The small increase in the CRP level during initiation of IVF did not correlate with estrogens levels (data not shown), supporting previous studies [37, 38] concluding that estradiol does not correlate with CRP levels. Hepcidin expression is increased in inflammatory states. In our study there was a small but significant increase of CRP during estradiol suppression but no significant increase of ferritin or significant decrease of transferring during stimulation. This supports the concept that estradiol per se, and not reduced inflammatory activity, decreased hepcidin levels.
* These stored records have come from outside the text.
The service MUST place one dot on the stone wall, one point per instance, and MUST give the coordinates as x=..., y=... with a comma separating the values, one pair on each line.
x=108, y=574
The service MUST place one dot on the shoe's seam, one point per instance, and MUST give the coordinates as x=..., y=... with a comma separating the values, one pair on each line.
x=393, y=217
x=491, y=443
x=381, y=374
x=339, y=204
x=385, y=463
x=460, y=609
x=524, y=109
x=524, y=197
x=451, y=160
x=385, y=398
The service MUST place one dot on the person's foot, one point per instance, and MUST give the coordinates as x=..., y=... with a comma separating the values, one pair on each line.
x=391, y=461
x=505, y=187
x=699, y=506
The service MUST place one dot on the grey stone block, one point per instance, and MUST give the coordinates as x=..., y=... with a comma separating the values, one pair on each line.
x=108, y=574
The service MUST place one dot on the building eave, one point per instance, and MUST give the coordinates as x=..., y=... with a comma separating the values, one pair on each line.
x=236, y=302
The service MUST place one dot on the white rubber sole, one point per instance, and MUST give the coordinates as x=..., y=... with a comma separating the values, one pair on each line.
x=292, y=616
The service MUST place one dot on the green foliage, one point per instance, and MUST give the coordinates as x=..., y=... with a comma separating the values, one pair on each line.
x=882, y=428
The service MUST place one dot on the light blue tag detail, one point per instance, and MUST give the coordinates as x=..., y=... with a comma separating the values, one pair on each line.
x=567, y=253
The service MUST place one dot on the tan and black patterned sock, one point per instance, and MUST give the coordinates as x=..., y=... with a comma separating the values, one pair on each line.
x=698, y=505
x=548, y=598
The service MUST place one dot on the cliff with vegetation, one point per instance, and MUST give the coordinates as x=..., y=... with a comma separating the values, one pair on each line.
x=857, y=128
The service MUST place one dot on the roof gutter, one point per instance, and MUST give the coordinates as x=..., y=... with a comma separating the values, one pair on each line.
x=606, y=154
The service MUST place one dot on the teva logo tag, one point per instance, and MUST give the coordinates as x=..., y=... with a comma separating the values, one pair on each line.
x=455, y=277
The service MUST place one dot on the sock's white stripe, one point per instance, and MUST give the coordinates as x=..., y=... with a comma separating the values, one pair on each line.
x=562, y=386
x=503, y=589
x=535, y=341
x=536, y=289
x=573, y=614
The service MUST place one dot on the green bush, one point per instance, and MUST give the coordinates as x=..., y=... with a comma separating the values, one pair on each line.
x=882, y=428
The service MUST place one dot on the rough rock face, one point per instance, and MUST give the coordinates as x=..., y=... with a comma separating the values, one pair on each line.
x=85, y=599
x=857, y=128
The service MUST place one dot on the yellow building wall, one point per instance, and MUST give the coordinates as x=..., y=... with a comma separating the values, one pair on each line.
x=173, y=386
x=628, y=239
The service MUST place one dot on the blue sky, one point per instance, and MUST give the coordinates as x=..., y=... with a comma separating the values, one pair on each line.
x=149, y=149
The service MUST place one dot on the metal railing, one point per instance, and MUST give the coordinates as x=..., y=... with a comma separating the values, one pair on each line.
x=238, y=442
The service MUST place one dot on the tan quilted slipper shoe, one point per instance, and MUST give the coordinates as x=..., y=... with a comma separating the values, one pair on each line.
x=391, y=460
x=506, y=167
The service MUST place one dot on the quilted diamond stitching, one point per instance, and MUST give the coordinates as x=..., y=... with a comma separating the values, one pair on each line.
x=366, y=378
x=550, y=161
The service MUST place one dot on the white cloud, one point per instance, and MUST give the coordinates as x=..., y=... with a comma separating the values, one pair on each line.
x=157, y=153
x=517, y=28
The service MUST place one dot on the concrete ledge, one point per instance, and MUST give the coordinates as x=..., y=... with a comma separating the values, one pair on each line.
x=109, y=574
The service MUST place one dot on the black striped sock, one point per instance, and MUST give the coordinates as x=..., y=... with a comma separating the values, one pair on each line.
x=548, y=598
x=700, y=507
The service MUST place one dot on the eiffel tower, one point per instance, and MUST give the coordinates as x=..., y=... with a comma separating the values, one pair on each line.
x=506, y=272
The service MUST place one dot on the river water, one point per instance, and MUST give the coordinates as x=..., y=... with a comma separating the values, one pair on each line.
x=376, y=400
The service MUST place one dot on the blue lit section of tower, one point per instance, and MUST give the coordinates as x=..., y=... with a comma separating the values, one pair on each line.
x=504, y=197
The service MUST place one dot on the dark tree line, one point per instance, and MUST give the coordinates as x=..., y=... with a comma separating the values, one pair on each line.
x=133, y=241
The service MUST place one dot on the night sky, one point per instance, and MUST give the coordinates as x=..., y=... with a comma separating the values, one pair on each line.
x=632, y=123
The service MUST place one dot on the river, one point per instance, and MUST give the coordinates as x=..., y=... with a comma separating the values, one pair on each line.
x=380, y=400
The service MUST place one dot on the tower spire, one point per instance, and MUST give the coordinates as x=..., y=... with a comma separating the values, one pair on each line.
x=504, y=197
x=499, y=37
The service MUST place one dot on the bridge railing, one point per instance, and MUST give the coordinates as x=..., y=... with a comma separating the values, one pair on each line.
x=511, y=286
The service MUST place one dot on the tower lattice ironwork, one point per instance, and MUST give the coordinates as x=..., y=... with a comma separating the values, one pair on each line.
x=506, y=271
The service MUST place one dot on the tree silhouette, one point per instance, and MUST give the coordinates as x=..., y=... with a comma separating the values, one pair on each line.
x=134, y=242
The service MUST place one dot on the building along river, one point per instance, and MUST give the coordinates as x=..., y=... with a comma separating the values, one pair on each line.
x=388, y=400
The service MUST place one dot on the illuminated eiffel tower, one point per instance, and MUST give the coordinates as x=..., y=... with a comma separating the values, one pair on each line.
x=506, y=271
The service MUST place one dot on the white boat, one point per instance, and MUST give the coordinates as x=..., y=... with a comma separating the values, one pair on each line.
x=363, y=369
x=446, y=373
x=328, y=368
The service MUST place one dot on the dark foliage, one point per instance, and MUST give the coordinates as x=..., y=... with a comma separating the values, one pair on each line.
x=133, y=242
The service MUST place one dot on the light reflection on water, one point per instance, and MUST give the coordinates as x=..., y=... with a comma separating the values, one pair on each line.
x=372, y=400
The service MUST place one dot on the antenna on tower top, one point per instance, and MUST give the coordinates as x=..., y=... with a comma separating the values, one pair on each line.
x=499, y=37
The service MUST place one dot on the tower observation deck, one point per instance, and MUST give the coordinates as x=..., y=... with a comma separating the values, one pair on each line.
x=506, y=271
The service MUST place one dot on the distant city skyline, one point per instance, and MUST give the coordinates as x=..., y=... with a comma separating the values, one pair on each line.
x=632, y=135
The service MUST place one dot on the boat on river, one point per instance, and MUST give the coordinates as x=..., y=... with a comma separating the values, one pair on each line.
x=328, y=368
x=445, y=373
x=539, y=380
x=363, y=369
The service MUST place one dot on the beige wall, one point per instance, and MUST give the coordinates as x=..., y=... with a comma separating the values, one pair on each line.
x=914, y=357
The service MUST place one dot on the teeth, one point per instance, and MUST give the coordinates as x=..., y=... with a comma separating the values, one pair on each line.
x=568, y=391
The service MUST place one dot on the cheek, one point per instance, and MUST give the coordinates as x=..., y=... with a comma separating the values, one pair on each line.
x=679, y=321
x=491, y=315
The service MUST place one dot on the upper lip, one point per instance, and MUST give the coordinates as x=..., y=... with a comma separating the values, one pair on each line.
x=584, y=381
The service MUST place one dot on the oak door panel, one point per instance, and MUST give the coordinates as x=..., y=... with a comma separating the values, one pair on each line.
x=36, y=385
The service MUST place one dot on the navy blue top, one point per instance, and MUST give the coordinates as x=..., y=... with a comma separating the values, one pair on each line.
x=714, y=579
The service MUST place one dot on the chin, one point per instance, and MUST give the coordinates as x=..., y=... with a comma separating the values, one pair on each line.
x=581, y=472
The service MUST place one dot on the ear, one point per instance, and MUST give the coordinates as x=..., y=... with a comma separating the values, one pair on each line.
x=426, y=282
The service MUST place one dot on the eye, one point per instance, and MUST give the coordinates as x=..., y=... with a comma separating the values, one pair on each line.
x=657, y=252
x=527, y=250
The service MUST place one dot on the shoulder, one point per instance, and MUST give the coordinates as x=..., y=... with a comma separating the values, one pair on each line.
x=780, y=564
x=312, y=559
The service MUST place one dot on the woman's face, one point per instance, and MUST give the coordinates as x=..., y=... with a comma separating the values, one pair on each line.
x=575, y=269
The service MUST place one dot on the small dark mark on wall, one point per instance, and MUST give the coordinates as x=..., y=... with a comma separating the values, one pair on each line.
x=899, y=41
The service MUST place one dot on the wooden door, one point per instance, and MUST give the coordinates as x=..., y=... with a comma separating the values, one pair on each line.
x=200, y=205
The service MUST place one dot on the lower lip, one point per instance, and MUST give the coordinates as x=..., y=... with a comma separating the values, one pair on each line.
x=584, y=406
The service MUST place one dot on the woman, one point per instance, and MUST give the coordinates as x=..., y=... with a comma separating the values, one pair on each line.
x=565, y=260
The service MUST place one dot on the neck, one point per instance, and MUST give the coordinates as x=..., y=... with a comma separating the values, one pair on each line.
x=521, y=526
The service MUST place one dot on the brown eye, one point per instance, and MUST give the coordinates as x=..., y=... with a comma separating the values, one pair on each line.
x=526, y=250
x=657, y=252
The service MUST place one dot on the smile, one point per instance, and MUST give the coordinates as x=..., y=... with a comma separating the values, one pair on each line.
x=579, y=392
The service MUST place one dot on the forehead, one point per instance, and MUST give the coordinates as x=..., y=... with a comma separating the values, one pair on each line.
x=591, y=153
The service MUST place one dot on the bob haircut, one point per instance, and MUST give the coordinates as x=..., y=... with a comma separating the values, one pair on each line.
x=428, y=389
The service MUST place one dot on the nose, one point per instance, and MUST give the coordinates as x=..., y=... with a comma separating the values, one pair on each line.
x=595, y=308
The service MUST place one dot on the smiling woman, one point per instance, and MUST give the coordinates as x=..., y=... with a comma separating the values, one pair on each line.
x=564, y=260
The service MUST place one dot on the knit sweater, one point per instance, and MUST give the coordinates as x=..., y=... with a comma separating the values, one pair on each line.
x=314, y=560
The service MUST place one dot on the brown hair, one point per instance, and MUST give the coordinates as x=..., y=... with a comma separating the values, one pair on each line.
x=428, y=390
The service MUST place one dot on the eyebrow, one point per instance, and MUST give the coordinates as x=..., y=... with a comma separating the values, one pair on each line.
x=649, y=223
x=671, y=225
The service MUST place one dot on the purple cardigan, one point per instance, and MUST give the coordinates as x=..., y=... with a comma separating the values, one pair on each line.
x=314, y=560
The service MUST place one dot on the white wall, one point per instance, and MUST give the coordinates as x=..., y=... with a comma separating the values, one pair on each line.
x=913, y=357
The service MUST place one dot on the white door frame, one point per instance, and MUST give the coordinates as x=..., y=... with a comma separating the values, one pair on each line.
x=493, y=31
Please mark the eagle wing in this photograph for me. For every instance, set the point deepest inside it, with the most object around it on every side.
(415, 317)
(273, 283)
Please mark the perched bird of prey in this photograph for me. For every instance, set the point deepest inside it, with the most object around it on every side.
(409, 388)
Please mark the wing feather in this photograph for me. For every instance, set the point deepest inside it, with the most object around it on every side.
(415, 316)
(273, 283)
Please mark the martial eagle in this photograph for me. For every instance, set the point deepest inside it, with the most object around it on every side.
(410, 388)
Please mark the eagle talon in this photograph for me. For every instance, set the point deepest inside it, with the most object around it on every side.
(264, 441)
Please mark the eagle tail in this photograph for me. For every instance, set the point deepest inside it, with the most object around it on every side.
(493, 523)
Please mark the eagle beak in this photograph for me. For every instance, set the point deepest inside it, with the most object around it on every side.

We have previously shown that daily administration of supraphysiological doses of GH to healthy volunteers for 3 weeks caused a sustained and significant suppression of hepcidin-25 concentrations [10]. In this situation, there is probably stimulation of erythropoesis [39]. However, in the GH-deficient patients reported here, who were treated to normalization of their initially low IGF-I levels, no significant effect on hepcidin-25 was seen. The fact that their initially normal ferritin levels were unchanged also argues against an important physiological role of GH in the regulation of hepcidin-25 in humans. The observed increase in hepcidin-25 following supraphysiological doses of GH [10] may instead reflect an acute-phase response, similar to the induction of circulating FGF21 that is observed at high doses but not following sustained substitution in GH-deficient patients [25].

In the present work, ferritin levels were increased, and transferrin levels decreased, in the hyperthyroid state, without significant changes in hepcidin-25 or iron. This indicates that thyroid hormone does not primarily influence the hepatic production of hepcidin-25. We also explored whether there was any major influence of excess prolactin on hepcidin-25, but were not able to find any substantial change when this was normalized.

In conclusion, while testosterone per se [9, 11] has been shown to influence circulating hepcidin-25 levels in humans with suppressed gonadotropins, our current study is the first to show that estrogen can also directly affect hepcidin-25 levels. This mechanism may at least partly be responsible for the known effects of estrogens on iron homeostasis and erythropoiesis. Further studies should be performed in order to gain insight to the possible molecular mechanisms of these potentially important and different regulatory elements in hematological function.